Mais conhecida na região Nordeste, a festa é comemorada em todo o país .

Fonte: Brasil de Fato

Junho só é um mês frio para quem não quer se esquentar ao lado de uma fogueira de São João. A tradição não é nova e nem surgiu no Brasil. Ela teve início durante a Idade Média (entre os séculos 5 e 16) na Europa e foi trazida às terras brasileiras pelos portugueses durante a colonização. Guloseimas como a canjica, o cural e a pamonha são feitas como forma de agradecer a boa safra de milho colhida no ano.

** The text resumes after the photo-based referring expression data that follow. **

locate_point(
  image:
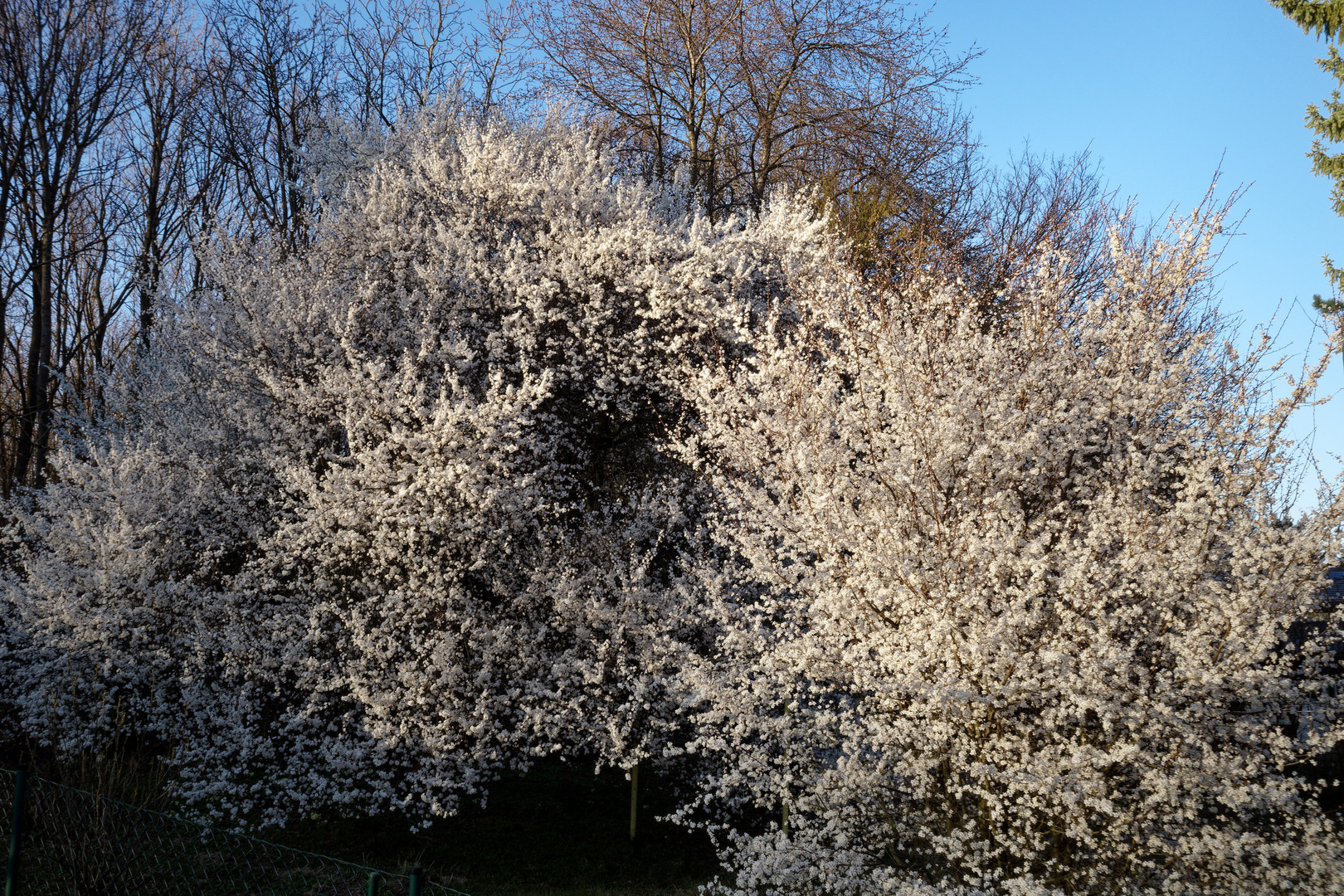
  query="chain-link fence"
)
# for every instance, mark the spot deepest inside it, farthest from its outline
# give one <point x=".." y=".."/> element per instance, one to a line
<point x="73" y="843"/>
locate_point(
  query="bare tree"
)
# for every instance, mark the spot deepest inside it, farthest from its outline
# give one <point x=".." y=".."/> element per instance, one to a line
<point x="272" y="80"/>
<point x="753" y="95"/>
<point x="66" y="69"/>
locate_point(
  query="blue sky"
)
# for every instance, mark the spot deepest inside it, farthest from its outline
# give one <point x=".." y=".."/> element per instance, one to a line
<point x="1161" y="93"/>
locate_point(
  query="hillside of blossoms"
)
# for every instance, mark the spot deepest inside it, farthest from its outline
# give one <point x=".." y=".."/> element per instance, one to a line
<point x="518" y="455"/>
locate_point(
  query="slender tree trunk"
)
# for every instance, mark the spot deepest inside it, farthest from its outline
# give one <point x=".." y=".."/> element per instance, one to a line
<point x="35" y="419"/>
<point x="635" y="800"/>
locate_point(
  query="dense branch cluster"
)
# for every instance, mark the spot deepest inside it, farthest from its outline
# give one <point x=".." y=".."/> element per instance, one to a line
<point x="923" y="518"/>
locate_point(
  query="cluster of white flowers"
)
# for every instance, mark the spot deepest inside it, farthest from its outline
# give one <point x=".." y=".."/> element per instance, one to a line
<point x="1012" y="605"/>
<point x="516" y="457"/>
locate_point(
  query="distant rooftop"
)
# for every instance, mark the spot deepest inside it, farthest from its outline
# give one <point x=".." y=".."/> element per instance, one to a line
<point x="1333" y="592"/>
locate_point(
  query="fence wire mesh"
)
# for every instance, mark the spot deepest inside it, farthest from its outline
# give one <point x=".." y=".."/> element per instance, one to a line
<point x="74" y="843"/>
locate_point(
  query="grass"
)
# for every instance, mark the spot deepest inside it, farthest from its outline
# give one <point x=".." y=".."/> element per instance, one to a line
<point x="557" y="830"/>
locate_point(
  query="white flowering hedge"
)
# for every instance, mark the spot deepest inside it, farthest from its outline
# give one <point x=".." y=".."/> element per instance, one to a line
<point x="1014" y="599"/>
<point x="515" y="457"/>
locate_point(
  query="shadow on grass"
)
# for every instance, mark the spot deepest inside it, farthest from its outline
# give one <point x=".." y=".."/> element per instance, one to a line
<point x="557" y="830"/>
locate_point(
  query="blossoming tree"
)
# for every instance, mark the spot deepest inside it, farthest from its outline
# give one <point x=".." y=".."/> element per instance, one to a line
<point x="388" y="512"/>
<point x="1011" y="603"/>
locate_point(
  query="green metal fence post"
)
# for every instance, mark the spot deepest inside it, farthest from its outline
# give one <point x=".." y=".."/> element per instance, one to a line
<point x="11" y="872"/>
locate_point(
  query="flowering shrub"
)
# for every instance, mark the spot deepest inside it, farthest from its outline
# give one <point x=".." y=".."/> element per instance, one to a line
<point x="1011" y="605"/>
<point x="390" y="512"/>
<point x="514" y="457"/>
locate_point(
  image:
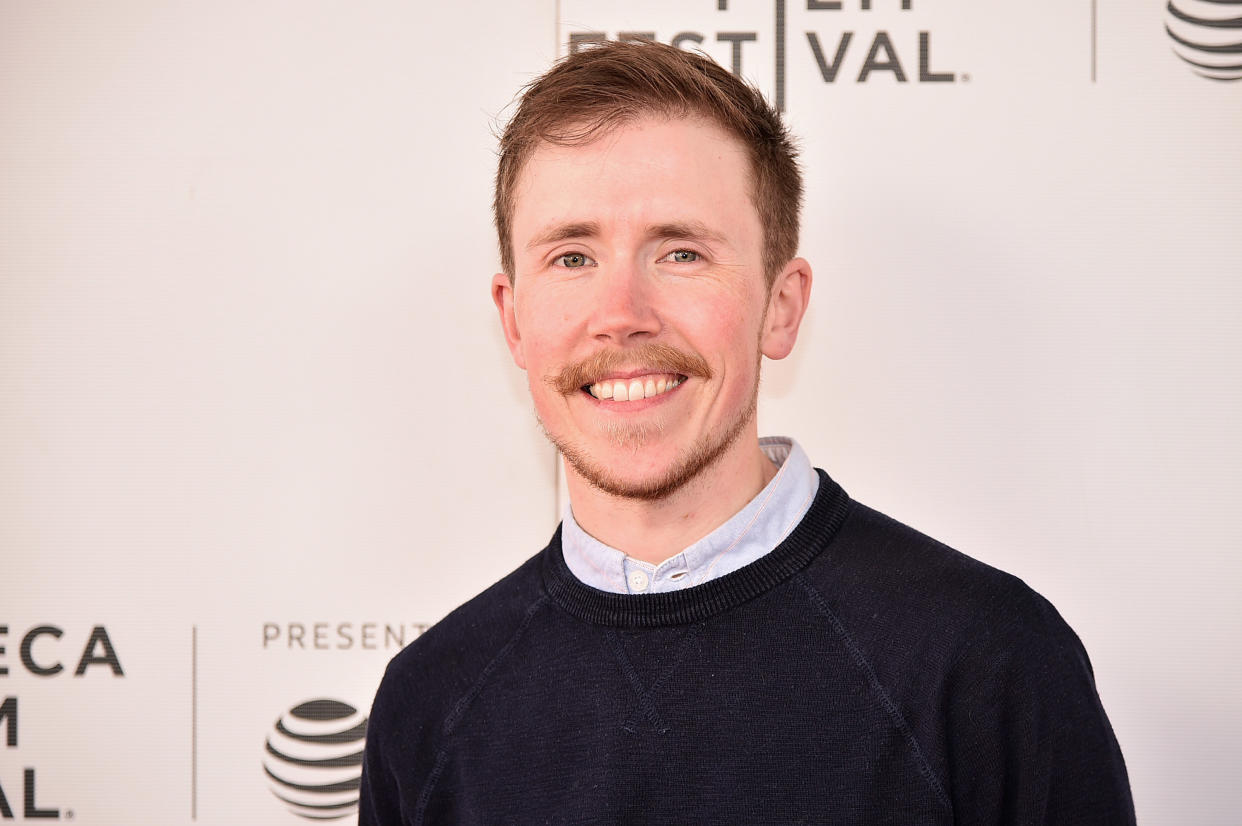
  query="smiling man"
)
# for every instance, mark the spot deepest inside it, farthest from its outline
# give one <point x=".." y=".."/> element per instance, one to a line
<point x="717" y="632"/>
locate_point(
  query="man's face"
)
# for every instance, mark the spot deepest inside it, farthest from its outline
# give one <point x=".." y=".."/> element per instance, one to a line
<point x="639" y="302"/>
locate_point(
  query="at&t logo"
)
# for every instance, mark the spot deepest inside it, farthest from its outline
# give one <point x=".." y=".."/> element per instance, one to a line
<point x="1207" y="36"/>
<point x="313" y="759"/>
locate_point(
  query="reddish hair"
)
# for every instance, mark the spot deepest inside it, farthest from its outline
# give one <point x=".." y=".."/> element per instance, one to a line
<point x="588" y="93"/>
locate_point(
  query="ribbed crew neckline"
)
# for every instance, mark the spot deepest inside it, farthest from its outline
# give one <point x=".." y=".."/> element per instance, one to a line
<point x="702" y="601"/>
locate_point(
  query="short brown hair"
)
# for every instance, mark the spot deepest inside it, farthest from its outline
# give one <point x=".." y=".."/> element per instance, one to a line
<point x="602" y="87"/>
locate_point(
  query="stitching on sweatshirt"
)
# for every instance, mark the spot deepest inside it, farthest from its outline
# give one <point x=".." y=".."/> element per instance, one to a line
<point x="821" y="604"/>
<point x="467" y="698"/>
<point x="646" y="707"/>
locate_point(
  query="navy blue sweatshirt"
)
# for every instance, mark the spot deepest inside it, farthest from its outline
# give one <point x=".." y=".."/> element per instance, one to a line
<point x="858" y="673"/>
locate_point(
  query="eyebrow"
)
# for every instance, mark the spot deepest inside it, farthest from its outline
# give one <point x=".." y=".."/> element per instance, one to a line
<point x="696" y="230"/>
<point x="589" y="229"/>
<point x="564" y="232"/>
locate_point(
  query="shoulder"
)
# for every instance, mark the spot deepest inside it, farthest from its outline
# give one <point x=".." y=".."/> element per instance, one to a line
<point x="915" y="608"/>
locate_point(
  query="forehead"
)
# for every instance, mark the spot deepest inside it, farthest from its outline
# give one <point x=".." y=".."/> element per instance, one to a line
<point x="653" y="169"/>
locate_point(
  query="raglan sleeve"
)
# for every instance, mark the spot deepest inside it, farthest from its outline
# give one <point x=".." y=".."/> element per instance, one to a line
<point x="388" y="758"/>
<point x="1028" y="739"/>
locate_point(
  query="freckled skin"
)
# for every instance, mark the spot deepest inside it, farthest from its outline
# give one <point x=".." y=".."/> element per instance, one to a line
<point x="665" y="247"/>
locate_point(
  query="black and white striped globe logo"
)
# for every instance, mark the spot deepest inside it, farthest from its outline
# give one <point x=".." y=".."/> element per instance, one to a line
<point x="1207" y="36"/>
<point x="314" y="759"/>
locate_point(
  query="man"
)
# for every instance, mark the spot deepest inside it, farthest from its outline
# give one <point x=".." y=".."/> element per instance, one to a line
<point x="717" y="634"/>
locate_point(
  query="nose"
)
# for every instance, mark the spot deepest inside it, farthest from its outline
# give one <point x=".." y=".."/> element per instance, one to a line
<point x="624" y="311"/>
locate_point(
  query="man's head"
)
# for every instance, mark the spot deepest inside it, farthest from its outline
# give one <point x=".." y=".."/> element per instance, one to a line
<point x="643" y="278"/>
<point x="604" y="87"/>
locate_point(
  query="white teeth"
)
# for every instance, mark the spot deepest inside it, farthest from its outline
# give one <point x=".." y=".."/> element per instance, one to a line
<point x="634" y="389"/>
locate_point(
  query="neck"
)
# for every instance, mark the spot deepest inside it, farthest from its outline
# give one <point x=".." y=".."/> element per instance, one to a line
<point x="656" y="529"/>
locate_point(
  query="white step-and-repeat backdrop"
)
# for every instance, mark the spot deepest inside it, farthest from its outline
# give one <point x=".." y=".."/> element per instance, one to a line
<point x="258" y="427"/>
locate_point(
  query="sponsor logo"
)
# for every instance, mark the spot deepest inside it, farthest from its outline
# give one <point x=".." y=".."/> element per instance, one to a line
<point x="845" y="41"/>
<point x="1207" y="36"/>
<point x="313" y="759"/>
<point x="41" y="652"/>
<point x="340" y="636"/>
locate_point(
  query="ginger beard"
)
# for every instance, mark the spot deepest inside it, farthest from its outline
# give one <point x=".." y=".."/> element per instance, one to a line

A festa junina é mais conhecida na região Nordeste, mas é comemorada em todo o país. No Rio de Janeiro o clima junino já se espalhou pelas terras fluminenses. Trios de forró, comidas típicas e quadrilhas juninas devem animar os apaixonados pelos festejos.

Essa paixão, para muitos, vem da infância. Maria de Fátima saiu da cidade de Catolé do Rocha, na Paraíba, aos 13 anos de idade, para morar na cidade de Duque de Caxias com os pais. A distância da terra natal não a fez esquecer as tradições dessa época. “Adoro quando chega o São João. É como se a gente ficasse um pouquinho mais perto de casa. Vou a todos os arraiás que posso para dançar forró e lembrar um pouco da Paraíba. É emocionante”, revela Fátima, que trabalha como vendedora e que completará 50 anos no mês de junho.

Para outros, o envolvimento começa nas quadrilhas juninas. O carioca Wagner Bastos, de 35 anos, começou como dançarino na quadrilha Tio Lulu Gouveia, da cidade de São João de Meriti, onde mora. “Comecei a dançar em 1992 e em 1994 estava fazendo a parte de divulgação do mundo junino. Junto com uma amiga da escola decidimos que iríamos dançar numa quadrilha junina. Ela tinha um vestido de noiva e eu tinha uma roupa toda branca. Eu acabei indo sozinho porque a mãe dela não permitiu que ela dançasse”, conta.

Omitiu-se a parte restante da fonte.